In the case of Jammu and Kashmir State Forest Corporation v. Abdul Karim Wani & Ors 2,
this Court considered the agreement as an agreement of reference to arbitration. It has
emphasised that (1) the agreement was in writing; (2) It was a contract at present time to refer the
dispute arising out of the present contract; and (3) There was a valid agreement to refer the
dispute to arbitration of the Managing Director, Jammu and Kashmir State Forest Corporation.
The Court observed that endeavor should always be made to find out the intention of the parties,
and that intention has to be found out by reading the terms broadly and clearly without being
circumscribed.

In the case Sukanya Holding Pvt. Ltd. Vs Jayesh H Pandya3, the Supreme interpreted ‘a
matter’ used in section 8(1) as that it indicates that the entire subject matter of the suit should be
subject to arbitration agreement.

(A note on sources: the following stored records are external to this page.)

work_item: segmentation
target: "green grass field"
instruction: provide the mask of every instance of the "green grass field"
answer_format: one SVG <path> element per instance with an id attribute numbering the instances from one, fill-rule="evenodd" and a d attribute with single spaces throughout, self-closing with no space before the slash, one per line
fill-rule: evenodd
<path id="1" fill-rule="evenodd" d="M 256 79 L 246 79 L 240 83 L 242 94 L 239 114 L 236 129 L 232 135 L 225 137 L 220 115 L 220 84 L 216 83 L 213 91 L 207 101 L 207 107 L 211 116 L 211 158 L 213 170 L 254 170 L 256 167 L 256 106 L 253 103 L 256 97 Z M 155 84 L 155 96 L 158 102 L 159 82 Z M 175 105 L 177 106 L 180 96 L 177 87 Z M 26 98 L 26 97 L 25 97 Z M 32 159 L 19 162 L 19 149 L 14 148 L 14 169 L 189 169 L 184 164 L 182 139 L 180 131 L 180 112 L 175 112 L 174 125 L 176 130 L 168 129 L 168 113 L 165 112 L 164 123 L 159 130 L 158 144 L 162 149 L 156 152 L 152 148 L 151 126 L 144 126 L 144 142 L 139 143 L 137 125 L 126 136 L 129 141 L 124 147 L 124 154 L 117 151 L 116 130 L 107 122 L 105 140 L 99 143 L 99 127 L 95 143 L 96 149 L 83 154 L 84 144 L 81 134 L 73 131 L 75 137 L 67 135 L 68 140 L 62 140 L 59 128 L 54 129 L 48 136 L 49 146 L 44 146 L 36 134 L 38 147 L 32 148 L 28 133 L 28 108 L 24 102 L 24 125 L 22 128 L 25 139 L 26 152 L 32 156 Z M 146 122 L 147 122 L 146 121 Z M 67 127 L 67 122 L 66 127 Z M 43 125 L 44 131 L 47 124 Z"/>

It would be difficult to give an interpretation to Section 8 under
which occurred bifurcation of the cause of action i.e. the subject matter of the arbitration
agreement between court and arbitral tribunal. It also does not permit bifurcation of the suit
between the parties who are parties to the arbitration agreement and other who are not parties to
it.

DISPUTES EXCLUDED FROM ARBITRATION

Generally speaking all disputes of a civil nature can be referred to Arbitration e.g. breach of a
contract, question of marriage right to hold premises etc. However, certain disputes where the
law has given jurisdiction to determine certain matters to specified tribunal only, cannot be
referred to arbitration.

An illustrative list of such matters is given below:-

• Testamentary matters involving questions about validity of a will.

• Disputes relating to appointment of a guardian.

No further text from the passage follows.